India event lures me to Buddhist activity once again

Intricate sand mandala created in exquisite detail at the even.  It is described as, a cosmic diagram that represents the dwelling place of a deity.

Intricate sand mandala created in exquisite detail at the event. It is described in Asia Life magazine as a “cosmic diagram that represents the dwelling place of a deity.”

It hardly has been my intention to keep writing about Buddhism (or to post so frequently), though an overwhelming proportion of Cambodia’s population practices it and Buddhism is the state religion.

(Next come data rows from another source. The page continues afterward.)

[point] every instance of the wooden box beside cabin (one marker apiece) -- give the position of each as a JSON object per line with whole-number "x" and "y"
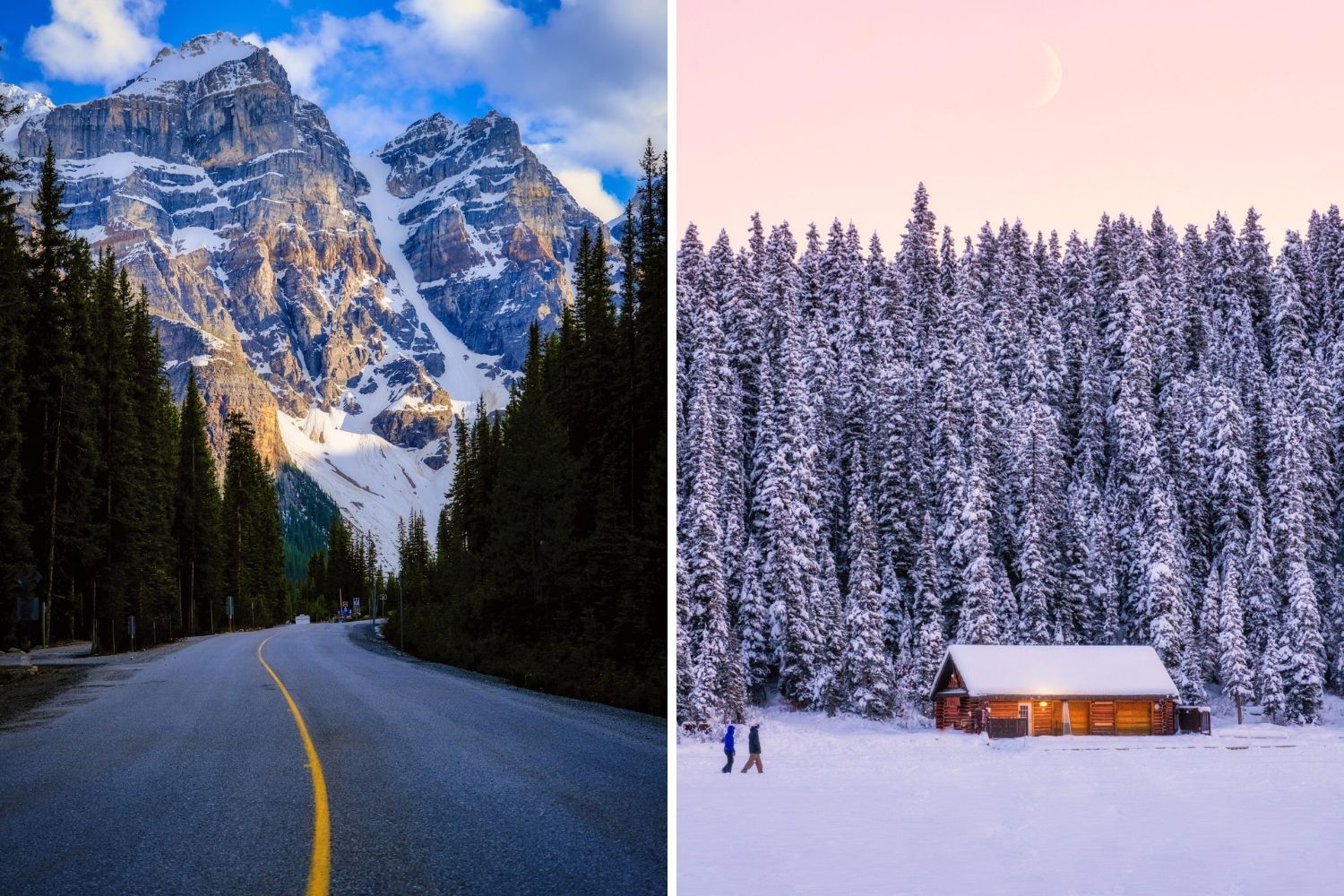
{"x": 1059, "y": 689}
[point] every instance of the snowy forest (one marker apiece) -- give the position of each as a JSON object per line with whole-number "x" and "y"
{"x": 1134, "y": 438}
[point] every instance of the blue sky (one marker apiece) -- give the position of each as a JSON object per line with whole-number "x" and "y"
{"x": 586, "y": 80}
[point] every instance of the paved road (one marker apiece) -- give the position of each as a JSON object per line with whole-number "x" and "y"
{"x": 185, "y": 772}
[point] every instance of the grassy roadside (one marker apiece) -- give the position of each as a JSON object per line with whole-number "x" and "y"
{"x": 23, "y": 688}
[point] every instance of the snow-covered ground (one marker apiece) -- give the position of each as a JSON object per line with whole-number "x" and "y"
{"x": 852, "y": 806}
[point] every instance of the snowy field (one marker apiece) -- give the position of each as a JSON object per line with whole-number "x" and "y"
{"x": 849, "y": 806}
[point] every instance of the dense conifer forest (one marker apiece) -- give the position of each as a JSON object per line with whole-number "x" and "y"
{"x": 110, "y": 503}
{"x": 1134, "y": 438}
{"x": 550, "y": 563}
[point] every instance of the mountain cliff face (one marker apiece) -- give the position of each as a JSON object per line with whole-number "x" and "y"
{"x": 349, "y": 306}
{"x": 491, "y": 234}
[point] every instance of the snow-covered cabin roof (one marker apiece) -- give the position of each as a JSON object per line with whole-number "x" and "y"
{"x": 994, "y": 670}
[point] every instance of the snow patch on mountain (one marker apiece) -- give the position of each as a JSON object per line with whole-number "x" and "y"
{"x": 468, "y": 375}
{"x": 374, "y": 482}
{"x": 191, "y": 62}
{"x": 30, "y": 105}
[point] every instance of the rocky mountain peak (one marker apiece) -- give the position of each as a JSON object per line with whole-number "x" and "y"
{"x": 215, "y": 61}
{"x": 351, "y": 306}
{"x": 30, "y": 104}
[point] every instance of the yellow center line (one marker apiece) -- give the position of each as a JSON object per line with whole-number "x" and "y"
{"x": 320, "y": 868}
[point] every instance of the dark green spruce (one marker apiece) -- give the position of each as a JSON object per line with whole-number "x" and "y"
{"x": 550, "y": 563}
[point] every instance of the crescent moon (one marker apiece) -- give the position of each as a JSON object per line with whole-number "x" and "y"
{"x": 1056, "y": 77}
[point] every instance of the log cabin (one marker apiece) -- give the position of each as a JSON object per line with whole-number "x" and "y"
{"x": 1056, "y": 689}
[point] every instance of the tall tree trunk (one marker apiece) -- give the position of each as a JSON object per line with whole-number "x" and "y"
{"x": 51, "y": 522}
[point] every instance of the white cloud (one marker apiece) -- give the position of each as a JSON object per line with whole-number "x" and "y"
{"x": 306, "y": 53}
{"x": 96, "y": 40}
{"x": 585, "y": 185}
{"x": 366, "y": 124}
{"x": 462, "y": 26}
{"x": 588, "y": 85}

But we coincidentally more or less stumbled upon our second event in three days that focused on Buddha.  I include it here mainly because of the photos.  In overwrought language, Asia Life magazine in part describes the “Festival of India” that we attended on Sunday as follows:

Hosted by the Embassy of India in Phnom Penh and the Ministry of Culture, Government of India, the event includes a Buddhist Festival, Buddhist-themed photo exhibition and Ramayana classical dance performance by the world-renowned Kalakshetra Foundation from Chennai.

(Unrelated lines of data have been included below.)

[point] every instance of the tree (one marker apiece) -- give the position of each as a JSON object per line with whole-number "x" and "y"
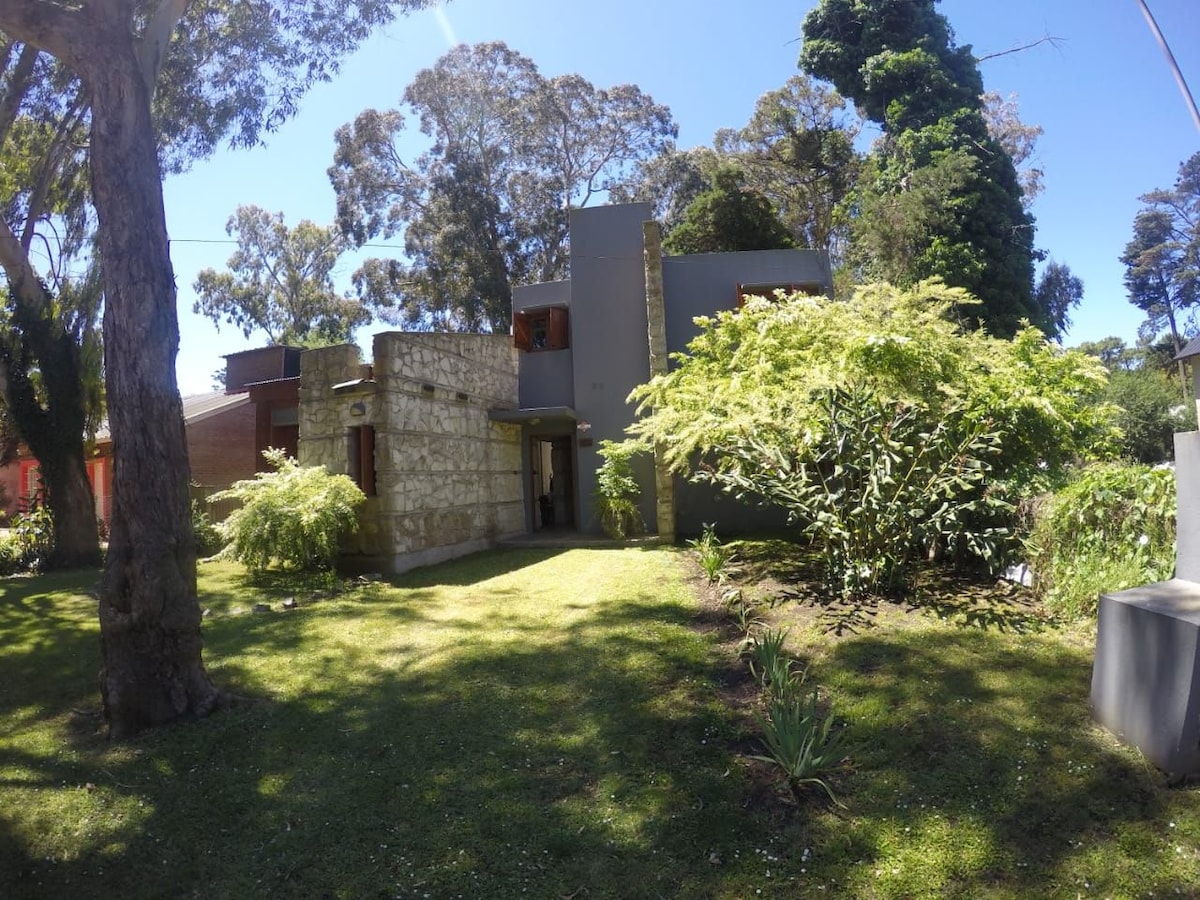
{"x": 49, "y": 351}
{"x": 814, "y": 406}
{"x": 1019, "y": 141}
{"x": 671, "y": 180}
{"x": 901, "y": 67}
{"x": 487, "y": 205}
{"x": 280, "y": 282}
{"x": 1149, "y": 408}
{"x": 729, "y": 217}
{"x": 1163, "y": 259}
{"x": 150, "y": 623}
{"x": 798, "y": 151}
{"x": 1057, "y": 293}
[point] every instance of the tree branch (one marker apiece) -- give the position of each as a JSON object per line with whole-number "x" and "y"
{"x": 18, "y": 83}
{"x": 1053, "y": 41}
{"x": 156, "y": 37}
{"x": 49, "y": 25}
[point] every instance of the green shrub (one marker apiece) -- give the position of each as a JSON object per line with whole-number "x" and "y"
{"x": 29, "y": 543}
{"x": 617, "y": 491}
{"x": 877, "y": 484}
{"x": 1111, "y": 528}
{"x": 714, "y": 557}
{"x": 772, "y": 667}
{"x": 801, "y": 742}
{"x": 879, "y": 424}
{"x": 208, "y": 537}
{"x": 293, "y": 515}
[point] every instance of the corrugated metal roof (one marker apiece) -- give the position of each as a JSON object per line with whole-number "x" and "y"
{"x": 197, "y": 408}
{"x": 1192, "y": 349}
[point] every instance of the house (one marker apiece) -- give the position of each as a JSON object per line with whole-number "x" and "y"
{"x": 226, "y": 433}
{"x": 460, "y": 441}
{"x": 585, "y": 343}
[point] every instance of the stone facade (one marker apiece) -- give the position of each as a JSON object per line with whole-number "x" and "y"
{"x": 447, "y": 479}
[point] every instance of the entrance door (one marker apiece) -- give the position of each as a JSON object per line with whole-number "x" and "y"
{"x": 552, "y": 483}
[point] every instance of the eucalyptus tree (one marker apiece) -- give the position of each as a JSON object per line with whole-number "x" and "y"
{"x": 1163, "y": 258}
{"x": 210, "y": 70}
{"x": 901, "y": 66}
{"x": 798, "y": 151}
{"x": 280, "y": 282}
{"x": 49, "y": 343}
{"x": 487, "y": 205}
{"x": 729, "y": 216}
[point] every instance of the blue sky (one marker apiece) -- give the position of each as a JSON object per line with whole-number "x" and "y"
{"x": 1115, "y": 123}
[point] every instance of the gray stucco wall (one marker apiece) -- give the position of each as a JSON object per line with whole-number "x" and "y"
{"x": 449, "y": 479}
{"x": 609, "y": 351}
{"x": 609, "y": 337}
{"x": 703, "y": 285}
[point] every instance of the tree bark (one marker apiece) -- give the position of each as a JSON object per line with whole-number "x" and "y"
{"x": 54, "y": 431}
{"x": 149, "y": 615}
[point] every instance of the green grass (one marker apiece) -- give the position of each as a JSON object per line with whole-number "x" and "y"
{"x": 558, "y": 724}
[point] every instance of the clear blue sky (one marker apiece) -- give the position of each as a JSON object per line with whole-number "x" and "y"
{"x": 1115, "y": 123}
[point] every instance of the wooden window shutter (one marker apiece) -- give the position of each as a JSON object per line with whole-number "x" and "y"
{"x": 558, "y": 330}
{"x": 522, "y": 333}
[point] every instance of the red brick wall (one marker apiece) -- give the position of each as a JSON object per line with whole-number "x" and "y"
{"x": 10, "y": 480}
{"x": 221, "y": 448}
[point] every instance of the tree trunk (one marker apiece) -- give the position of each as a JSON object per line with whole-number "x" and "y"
{"x": 52, "y": 426}
{"x": 149, "y": 615}
{"x": 73, "y": 505}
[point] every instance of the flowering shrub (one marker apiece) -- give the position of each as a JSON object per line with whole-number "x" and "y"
{"x": 1111, "y": 528}
{"x": 294, "y": 515}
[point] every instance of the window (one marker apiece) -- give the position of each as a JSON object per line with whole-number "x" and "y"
{"x": 541, "y": 330}
{"x": 361, "y": 459}
{"x": 768, "y": 291}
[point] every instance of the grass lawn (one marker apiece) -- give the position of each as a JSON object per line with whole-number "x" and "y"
{"x": 564, "y": 725}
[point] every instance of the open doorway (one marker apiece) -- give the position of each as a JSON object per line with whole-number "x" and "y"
{"x": 552, "y": 483}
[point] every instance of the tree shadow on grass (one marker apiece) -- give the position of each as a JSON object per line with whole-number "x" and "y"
{"x": 995, "y": 749}
{"x": 587, "y": 759}
{"x": 43, "y": 639}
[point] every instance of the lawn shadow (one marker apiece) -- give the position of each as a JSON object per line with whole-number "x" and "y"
{"x": 990, "y": 741}
{"x": 975, "y": 600}
{"x": 589, "y": 756}
{"x": 45, "y": 640}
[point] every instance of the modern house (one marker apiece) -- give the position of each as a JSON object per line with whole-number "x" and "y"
{"x": 460, "y": 441}
{"x": 586, "y": 342}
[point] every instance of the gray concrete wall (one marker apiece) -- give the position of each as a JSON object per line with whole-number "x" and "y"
{"x": 539, "y": 297}
{"x": 609, "y": 339}
{"x": 703, "y": 283}
{"x": 449, "y": 479}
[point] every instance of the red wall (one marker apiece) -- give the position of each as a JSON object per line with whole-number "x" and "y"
{"x": 221, "y": 448}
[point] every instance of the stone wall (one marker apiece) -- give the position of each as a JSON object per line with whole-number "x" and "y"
{"x": 448, "y": 479}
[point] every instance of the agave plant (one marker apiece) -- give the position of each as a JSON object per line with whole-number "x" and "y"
{"x": 802, "y": 743}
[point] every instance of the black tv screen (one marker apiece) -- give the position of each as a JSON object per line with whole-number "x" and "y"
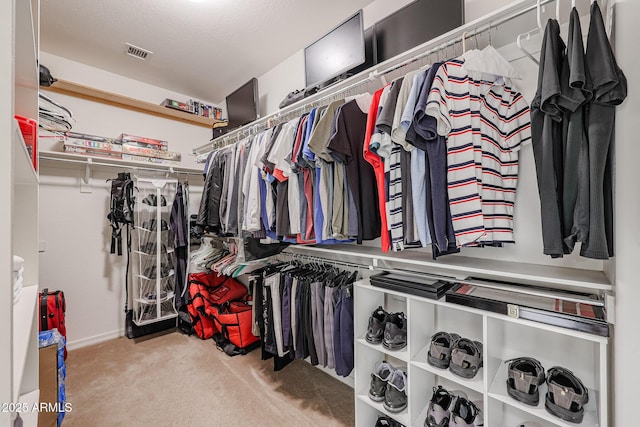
{"x": 335, "y": 53}
{"x": 414, "y": 24}
{"x": 242, "y": 104}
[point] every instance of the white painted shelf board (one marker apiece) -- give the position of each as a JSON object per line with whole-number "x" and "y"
{"x": 498, "y": 391}
{"x": 24, "y": 173}
{"x": 441, "y": 302}
{"x": 402, "y": 354}
{"x": 30, "y": 418}
{"x": 46, "y": 156}
{"x": 476, "y": 383}
{"x": 23, "y": 315}
{"x": 402, "y": 417}
{"x": 460, "y": 265}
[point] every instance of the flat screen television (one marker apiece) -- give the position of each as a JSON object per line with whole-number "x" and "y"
{"x": 338, "y": 51}
{"x": 242, "y": 105}
{"x": 414, "y": 24}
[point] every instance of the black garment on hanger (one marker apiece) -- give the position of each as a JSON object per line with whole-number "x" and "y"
{"x": 609, "y": 86}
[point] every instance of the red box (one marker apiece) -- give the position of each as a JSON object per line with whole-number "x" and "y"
{"x": 29, "y": 129}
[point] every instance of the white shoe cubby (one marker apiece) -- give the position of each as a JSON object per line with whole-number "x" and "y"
{"x": 152, "y": 251}
{"x": 503, "y": 338}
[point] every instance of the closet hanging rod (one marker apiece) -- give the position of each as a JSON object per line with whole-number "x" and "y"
{"x": 480, "y": 25}
{"x": 90, "y": 162}
{"x": 312, "y": 258}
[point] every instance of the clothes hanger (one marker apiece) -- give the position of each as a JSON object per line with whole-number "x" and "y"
{"x": 528, "y": 34}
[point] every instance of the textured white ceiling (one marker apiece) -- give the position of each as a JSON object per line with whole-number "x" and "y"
{"x": 202, "y": 49}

The Ramayana is a great Indian epic that is similar to Cambodia’s Reamker. Different themes from chapters of the story will be retold to the audience in a stunning sequence of tales. These include Jatayu Moksham, Mahapattabhisekam and Choodamani Pradanam.

The Buddhist Festival, which takes place at Wat Ounalum, features photo exhibition, Dharam Darshan, which explores and illustrates the life and teachings of Buddha. A fascinating exhibition of butter sculptures also takes centre stage. These sculptures are traditionally made out of coloured butter and shaped into multi-coloured pieces of art. They are offered to enlightened beings in exchange for peace, prosperity and good luck.

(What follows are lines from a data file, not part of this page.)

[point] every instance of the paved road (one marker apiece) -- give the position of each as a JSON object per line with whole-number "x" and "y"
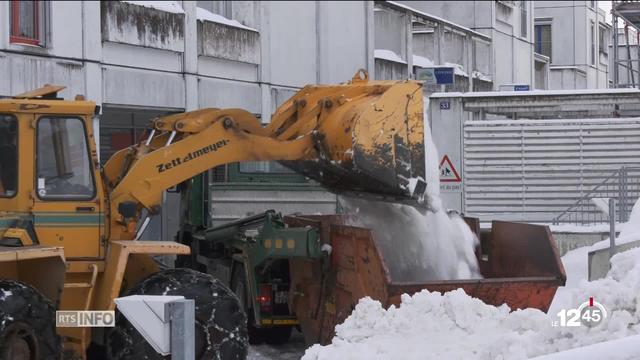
{"x": 293, "y": 350}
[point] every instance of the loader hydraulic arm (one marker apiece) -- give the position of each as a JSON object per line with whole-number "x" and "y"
{"x": 363, "y": 137}
{"x": 199, "y": 141}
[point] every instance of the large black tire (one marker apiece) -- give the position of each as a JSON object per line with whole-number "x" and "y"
{"x": 276, "y": 335}
{"x": 221, "y": 331}
{"x": 27, "y": 324}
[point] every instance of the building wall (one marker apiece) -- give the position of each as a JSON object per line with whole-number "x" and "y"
{"x": 571, "y": 44}
{"x": 512, "y": 54}
{"x": 138, "y": 62}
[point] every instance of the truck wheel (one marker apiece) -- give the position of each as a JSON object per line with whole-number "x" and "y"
{"x": 221, "y": 331}
{"x": 276, "y": 335}
{"x": 27, "y": 324}
{"x": 239, "y": 285}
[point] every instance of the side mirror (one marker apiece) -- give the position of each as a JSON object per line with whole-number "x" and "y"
{"x": 128, "y": 209}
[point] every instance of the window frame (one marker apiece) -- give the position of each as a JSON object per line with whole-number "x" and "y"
{"x": 602, "y": 43}
{"x": 17, "y": 157}
{"x": 593, "y": 45}
{"x": 37, "y": 152}
{"x": 541, "y": 23}
{"x": 15, "y": 24}
{"x": 524, "y": 15}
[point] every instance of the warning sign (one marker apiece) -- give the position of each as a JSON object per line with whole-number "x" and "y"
{"x": 448, "y": 173}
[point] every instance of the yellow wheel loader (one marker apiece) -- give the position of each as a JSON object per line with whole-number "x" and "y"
{"x": 69, "y": 229}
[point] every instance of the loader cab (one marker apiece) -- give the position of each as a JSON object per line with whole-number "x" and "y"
{"x": 49, "y": 176}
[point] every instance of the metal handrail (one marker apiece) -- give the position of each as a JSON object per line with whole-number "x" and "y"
{"x": 619, "y": 178}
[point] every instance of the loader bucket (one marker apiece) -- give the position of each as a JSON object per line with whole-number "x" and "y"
{"x": 369, "y": 137}
{"x": 519, "y": 262}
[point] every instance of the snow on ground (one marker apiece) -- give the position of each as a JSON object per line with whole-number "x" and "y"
{"x": 456, "y": 326}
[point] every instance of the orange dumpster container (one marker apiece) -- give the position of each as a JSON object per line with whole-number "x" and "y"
{"x": 519, "y": 263}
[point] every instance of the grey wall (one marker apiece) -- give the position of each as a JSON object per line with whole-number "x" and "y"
{"x": 571, "y": 43}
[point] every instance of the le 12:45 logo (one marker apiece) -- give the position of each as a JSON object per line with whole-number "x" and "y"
{"x": 590, "y": 313}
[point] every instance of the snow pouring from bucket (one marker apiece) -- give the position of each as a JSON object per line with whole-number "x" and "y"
{"x": 419, "y": 247}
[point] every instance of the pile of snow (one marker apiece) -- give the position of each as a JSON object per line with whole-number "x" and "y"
{"x": 206, "y": 15}
{"x": 480, "y": 76}
{"x": 168, "y": 6}
{"x": 422, "y": 61}
{"x": 456, "y": 326}
{"x": 419, "y": 247}
{"x": 387, "y": 55}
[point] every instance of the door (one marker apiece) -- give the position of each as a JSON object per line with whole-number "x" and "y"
{"x": 67, "y": 210}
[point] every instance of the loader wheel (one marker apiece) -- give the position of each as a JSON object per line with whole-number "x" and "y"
{"x": 276, "y": 335}
{"x": 221, "y": 331}
{"x": 238, "y": 283}
{"x": 27, "y": 324}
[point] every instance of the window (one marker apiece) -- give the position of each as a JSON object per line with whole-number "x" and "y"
{"x": 523, "y": 19}
{"x": 63, "y": 163}
{"x": 543, "y": 39}
{"x": 8, "y": 155}
{"x": 602, "y": 39}
{"x": 592, "y": 33}
{"x": 27, "y": 22}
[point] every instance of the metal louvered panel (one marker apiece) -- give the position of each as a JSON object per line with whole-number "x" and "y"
{"x": 533, "y": 170}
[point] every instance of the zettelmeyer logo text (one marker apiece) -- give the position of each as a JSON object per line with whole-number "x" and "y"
{"x": 192, "y": 155}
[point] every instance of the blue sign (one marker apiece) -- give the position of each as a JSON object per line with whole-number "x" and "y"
{"x": 444, "y": 76}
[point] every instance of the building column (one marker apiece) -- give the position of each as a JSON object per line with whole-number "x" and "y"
{"x": 190, "y": 56}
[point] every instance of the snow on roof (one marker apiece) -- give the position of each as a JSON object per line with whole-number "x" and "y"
{"x": 457, "y": 68}
{"x": 387, "y": 55}
{"x": 537, "y": 93}
{"x": 205, "y": 15}
{"x": 439, "y": 19}
{"x": 458, "y": 326}
{"x": 168, "y": 6}
{"x": 422, "y": 61}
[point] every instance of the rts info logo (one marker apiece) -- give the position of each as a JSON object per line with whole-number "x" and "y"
{"x": 590, "y": 313}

I had hoped to see the mandela and butter sculpture during the process of their creation, but that had happened earlier on a schedule that apparently wasn’t published.  Only after we arrived at the wat (temple) in the afternoon did we discover that the outdoor dance and music performance was to begin much later, at 5 p.m., and last for an hour.

Dancers, of which there were several groups, descending the main temple at Wat Ounalum.

Dancers arrive by descending a steep staircase of the main temple at Wat Ounalum.

To pass the time, we hung around the Riverside neighborhood, which is peopled largely by thirsty expats and those who feed on them.  Call that a symbiotic relationship.

More dancers

A large number of monks seemed to enjoy the performances, and I earlier had my first conversation with a Cambodian monk, who pleasantly instructed me to remove my hat and shoes before entering the temple.  (I knew that and was pleased that it finally has become a little less intimidating for me to approach a monk.)

As for the rhythmic singing, it somehow was simultaneously intriguing and monotonous.  The music, both the voices and the instruments, sounded guttural to me, and I’ll be polite here by describing it as reminiscent of repeated belching at measured intervals.

The dancing eventually wore thin as well, seeming, as it did to our untrained eyes, to be mostly repetitious.

Sculpture composed of colored butter that, with a close-by fan directed at the creation, hadn't melted.

Sculpture composed of colored butter that, with a close-by fan directed at the thing, hadn’t melted.

Still, we sat there for a good hour and a half — yes, a half hour longer than advertised — before walking home even as the event continued.  I chalk up the time spent as a brief and illuminating journey into a different culture, and a mild adventure well worth having undertaken.

I hope you enjoy the photos.

These musicians were first to perform.  Unfortunately, the photo doesn't capture how long are the instruments at the far right.

These musicians were first to perform. Unfortunately, the photo doesn’t capture the full length of the instruments at the far right; how they were able to produce sound nonstop for many minutes confounds me.  If you’ve ever tried to force a bleat from a ram’s horn, then you can appreciate the feat.

This group of dancers was one of several, all of them fancifully consumed and masked telling stories we couldn't comprehend.

These two dancers were in one of several groups, all of them fancifully costumed and masked, telling stories that we had no hope of comprehending.